On peut se demander dans quelle logique pro-droits des patient'es, il serait bien vu de fonder une organisation avec une secte basée sur un développement personnel et sur de la pseudo-science, et dans quelle mesure on peut accepter que cette organisation soit une sorte de vitrine de l'antipsychiatrie libérale, en prenant en compte que cela vient d'une secte, et que cette dernière ne précise pas toujours qu'elle est derrière tout ça. Je me demande aussi si leur positionnement antipsychiatrie ne viendrait pas du fait que leur doctrine se soit vue qualifiée de pseudo-science à la suite d'une enquête scientifique demandée par l'Association américaine de psychiatrie.

 

Comment est organisé le mouvement de l’antipsychiatrie aujourd’hui ?

 

On ne va pas se mentir, pendant ces dernières années, en tout cas en France, le mouvement s’est extrêmement essoufflé. Il est un peu réapparu, notamment grâce aux réseaux sociaux et à la libération de la parole qui peut s’y trouver. Beaucoup de vieilles organisations ont disparu ou muté (par exemple le GIA (Groupe information asiles, fondé en 1972 en France (1974 en Belgique) sur le modèle du GIP (Groupe information prisons), qui du coup a subi une scission, créant ainsi un autre groupe, le CRPA (Cercle de réflexion et de proposition d’actions sur la psychiatrie). 
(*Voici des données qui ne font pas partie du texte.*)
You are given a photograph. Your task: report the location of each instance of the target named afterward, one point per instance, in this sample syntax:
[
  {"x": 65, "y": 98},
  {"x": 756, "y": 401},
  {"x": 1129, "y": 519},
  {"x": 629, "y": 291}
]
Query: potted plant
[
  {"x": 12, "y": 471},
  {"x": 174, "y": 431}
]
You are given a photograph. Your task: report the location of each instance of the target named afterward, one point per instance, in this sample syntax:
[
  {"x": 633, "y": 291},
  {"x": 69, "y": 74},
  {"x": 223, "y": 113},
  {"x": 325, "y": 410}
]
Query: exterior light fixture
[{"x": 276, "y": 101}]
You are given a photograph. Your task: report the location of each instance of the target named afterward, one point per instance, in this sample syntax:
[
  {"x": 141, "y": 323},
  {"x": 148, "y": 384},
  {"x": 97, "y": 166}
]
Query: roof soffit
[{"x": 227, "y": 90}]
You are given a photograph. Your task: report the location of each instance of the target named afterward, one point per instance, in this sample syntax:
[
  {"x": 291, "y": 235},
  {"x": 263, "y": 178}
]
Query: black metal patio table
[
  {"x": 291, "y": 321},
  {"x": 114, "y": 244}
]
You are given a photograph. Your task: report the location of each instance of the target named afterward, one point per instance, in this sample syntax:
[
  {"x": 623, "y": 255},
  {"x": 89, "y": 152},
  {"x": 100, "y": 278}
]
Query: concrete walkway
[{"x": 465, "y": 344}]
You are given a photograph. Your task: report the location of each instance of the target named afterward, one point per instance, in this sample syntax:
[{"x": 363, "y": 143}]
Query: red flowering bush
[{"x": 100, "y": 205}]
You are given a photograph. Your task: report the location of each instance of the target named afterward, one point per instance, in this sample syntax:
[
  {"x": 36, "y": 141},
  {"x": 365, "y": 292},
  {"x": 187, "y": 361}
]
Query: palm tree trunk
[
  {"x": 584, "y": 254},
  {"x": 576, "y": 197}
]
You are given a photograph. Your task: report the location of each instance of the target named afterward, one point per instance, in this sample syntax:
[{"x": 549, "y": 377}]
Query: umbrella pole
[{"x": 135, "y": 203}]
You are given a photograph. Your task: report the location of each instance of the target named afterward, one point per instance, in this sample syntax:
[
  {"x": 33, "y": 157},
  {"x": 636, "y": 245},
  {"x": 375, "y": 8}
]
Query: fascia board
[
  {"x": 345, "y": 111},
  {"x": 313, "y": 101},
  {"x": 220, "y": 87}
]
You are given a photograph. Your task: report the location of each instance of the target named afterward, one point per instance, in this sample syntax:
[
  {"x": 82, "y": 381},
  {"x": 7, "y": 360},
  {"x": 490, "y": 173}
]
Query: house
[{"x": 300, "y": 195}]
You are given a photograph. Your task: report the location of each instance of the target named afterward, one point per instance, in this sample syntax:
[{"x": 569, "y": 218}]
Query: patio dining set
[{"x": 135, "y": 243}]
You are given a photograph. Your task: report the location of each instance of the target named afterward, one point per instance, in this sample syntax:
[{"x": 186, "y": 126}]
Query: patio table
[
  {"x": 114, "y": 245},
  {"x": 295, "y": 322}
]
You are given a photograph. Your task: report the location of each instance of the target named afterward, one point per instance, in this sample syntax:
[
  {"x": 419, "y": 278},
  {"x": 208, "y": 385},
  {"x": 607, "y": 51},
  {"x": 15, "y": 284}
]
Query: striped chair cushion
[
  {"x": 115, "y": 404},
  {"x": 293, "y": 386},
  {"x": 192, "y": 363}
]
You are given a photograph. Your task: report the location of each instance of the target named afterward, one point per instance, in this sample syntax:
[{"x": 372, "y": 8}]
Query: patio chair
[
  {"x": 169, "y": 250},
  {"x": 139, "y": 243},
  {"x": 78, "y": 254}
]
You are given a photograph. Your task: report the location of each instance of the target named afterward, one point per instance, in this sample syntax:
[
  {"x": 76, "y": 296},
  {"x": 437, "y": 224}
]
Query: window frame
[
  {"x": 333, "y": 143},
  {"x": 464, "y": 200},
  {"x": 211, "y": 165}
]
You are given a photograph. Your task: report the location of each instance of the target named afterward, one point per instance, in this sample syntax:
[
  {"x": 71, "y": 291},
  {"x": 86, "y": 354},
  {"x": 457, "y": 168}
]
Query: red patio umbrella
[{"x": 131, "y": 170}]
Cependant, plusieurs initiatives ont vu le jour dans les années 2000 et 2010, comme le projet Icarus (Icarusproject), lancé aux Etats-Unis en 2002. (Liens à la fin des réponses, le site en français)

Je sais qu’il y’a aussi des projets que beaucoup de gens aimeraient mettre en place, mais le contexte français sur la psychiatrie rend très compliqué tous ces mouvements. En France, la plupart des gens ne sont pas au courant de ce qu’il se passe dans les institutions psychiatriques et médico-sociales, ou mêmes certaines personnes le savent et sont persuadées que c’est mérité, ou que c’est le seul moyen pour gérer les « fous ». C’est peu possible d’avoir des réflexions et des discussions quand on est confronté-es à énormément de psychophobie/de sanisme dans la vie de tous les jours. Les gens traitent de « fous », de « malades mentaux », tous les gens dangereux (exemples : les dirigeants qui font des actes horribles (Trump, Poutine…)), les gens « déviants » (juste faisant parti d’une contreculture par exemple, ou alors les personnes LGBTIA+ (qui, en France, ont longtemps été criminalisées et psychiatrisées en fonction de leur orientation sexuelle et/ou de leur identité de genre (et le sont encore pour certaines)), ou encore les personnes ne se comportant pas de la manière dont on le souhaite (rien que le fait que les féministes soient traitées « d’hystériques », diagnostic inventé pour faire taire les femmes qui s’exprimaient trop selon les représentants du patriarcat). La psychophobie/le sanisme sont énormément ancrés dans le langage et la culture occidentale actuelle.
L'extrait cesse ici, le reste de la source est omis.